TOMBS.--The Egyptians bestowed little care upon the temporary residences
of the living, but the "eternal homes" of the dead were fitted up with the
most lavish expenditure of labor. These were chambers, sometimes built of
brick or stone, but more usually cut in the limestone cliffs that form the
western rim of the Nile valley; for that, as the land of the sunset, was
conceived to be the realm of darkness and of death. The cliffs opposite
the ancient Egyptian capitals are honeycombed with sepulchral cells.

[Illustration: BRICK-MAKING IN ANCIENT EGYPT, (From Thebes.)]

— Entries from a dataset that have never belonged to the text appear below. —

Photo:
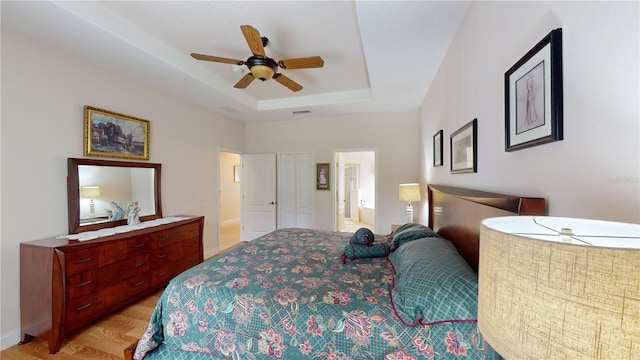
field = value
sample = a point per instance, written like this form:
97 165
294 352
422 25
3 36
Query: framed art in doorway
437 148
322 176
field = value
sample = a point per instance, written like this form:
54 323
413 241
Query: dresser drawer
81 284
175 252
185 231
81 310
123 270
160 239
162 274
138 244
80 261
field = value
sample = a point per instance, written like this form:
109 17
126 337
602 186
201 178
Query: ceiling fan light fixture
262 72
262 68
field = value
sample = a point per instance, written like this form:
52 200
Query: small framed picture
533 96
109 134
322 176
236 173
464 145
437 149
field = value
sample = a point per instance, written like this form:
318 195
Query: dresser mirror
99 192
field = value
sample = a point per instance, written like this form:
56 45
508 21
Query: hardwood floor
105 339
229 236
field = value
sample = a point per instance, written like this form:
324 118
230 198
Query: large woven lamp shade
559 288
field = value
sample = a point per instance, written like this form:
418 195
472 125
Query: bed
288 295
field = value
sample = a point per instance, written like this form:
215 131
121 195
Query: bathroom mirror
99 191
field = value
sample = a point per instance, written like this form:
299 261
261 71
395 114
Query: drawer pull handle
82 261
83 306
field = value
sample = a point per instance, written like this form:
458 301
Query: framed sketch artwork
533 95
464 148
437 149
110 134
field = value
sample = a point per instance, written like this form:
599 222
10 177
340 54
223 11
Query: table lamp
409 193
90 192
559 288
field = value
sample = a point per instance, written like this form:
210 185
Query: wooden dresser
67 284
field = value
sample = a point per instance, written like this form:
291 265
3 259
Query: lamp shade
409 192
89 192
559 288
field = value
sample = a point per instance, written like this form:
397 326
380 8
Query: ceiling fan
261 66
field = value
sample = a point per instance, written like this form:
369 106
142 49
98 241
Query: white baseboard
9 339
211 252
230 222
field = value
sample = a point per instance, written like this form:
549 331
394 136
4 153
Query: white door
340 195
295 191
258 195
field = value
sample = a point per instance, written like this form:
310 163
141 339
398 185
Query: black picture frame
437 148
533 96
464 148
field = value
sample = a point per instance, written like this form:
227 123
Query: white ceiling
378 55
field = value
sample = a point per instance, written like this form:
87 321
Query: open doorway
355 190
230 200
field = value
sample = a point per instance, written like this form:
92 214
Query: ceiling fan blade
216 59
301 63
244 82
253 39
292 85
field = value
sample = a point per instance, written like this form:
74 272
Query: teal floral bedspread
287 295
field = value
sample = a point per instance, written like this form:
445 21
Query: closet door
258 195
295 191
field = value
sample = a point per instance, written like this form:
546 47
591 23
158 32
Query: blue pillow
362 236
433 283
409 232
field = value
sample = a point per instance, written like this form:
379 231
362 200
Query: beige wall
393 136
43 94
594 171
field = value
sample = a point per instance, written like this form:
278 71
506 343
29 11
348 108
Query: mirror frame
73 193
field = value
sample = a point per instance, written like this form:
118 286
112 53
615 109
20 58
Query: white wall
594 171
43 94
229 190
394 136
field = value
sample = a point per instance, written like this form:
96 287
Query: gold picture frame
322 176
109 134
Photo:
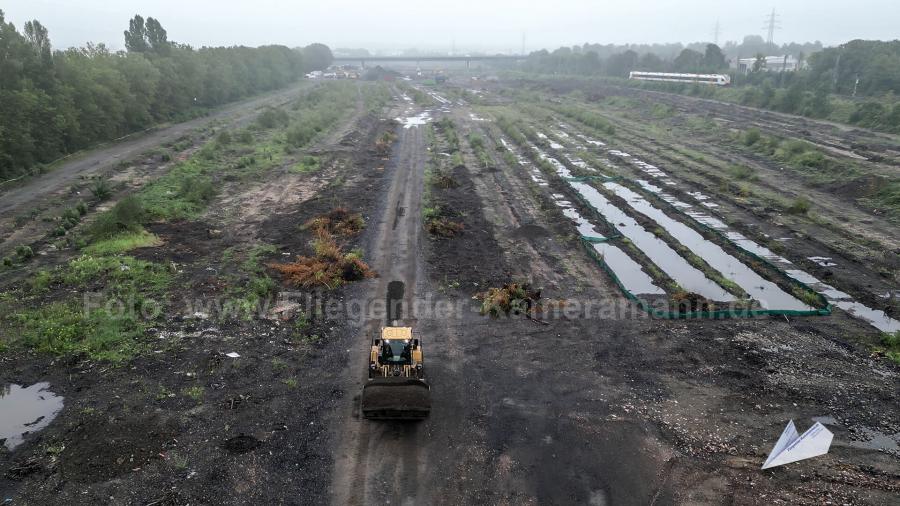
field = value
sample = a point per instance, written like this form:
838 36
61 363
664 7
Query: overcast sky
495 25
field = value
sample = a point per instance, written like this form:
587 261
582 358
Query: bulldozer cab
396 388
396 350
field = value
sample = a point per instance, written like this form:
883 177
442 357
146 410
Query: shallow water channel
26 410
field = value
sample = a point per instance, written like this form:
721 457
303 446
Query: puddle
877 318
629 272
874 440
823 261
826 420
415 121
26 410
767 293
686 275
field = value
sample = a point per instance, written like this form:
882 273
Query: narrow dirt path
378 459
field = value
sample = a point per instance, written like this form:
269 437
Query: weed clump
330 267
339 221
126 215
101 190
801 205
512 298
891 343
383 144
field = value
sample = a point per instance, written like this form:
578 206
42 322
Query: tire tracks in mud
377 461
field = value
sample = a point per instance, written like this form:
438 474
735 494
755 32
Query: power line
771 24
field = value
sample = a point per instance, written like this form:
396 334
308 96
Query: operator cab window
396 352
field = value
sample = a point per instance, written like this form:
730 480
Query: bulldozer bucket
396 399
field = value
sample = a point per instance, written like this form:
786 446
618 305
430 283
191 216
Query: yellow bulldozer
396 388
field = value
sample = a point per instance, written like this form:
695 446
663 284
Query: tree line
55 102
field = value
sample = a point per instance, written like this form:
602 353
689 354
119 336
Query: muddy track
373 455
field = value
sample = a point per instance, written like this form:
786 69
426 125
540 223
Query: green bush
751 137
127 215
272 118
244 137
196 189
224 138
801 205
869 115
24 252
743 172
101 190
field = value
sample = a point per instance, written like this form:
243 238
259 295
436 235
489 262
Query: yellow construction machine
396 388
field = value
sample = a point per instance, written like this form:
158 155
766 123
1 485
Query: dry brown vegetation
339 221
442 227
512 298
330 267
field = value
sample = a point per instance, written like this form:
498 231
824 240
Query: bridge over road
375 59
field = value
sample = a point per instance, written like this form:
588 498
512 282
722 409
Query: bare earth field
592 401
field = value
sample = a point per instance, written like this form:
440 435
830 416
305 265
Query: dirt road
368 453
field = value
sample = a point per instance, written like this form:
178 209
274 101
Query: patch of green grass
891 346
41 280
195 392
102 326
886 200
179 461
63 328
126 216
307 165
125 241
743 172
800 205
808 297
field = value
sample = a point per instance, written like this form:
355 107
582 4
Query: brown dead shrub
339 221
330 267
442 227
512 298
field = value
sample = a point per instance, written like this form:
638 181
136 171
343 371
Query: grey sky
495 25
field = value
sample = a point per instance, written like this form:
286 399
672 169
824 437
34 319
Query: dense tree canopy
56 102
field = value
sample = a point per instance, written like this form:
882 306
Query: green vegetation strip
727 313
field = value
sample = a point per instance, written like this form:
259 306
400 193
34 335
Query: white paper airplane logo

In the hills back of Thebes is the so-called Valley of the Tombs of the
Kings, the "Westminster Abbey of Egypt." Here are twenty-five magnificent
sepulchres. These consist of extensive rock-cut passages and chambers
richly sculptured and painted.

The subjects of the decorations of many of the tombs, particularly of the
oldest, are drawn from the life and manners of the times. Thus the artist
has converted for us the Egyptian necropolis into a city of the living,
where the Egypt of four thousand years ago seems to pass before our eyes.

THE PYRAMIDS.--The Egyptian pyramids, the tombs of the earlier Pharaohs,
are the most venerable monuments that have been preserved to us from the
early world. They were almost all erected before the Twelfth Dynasty.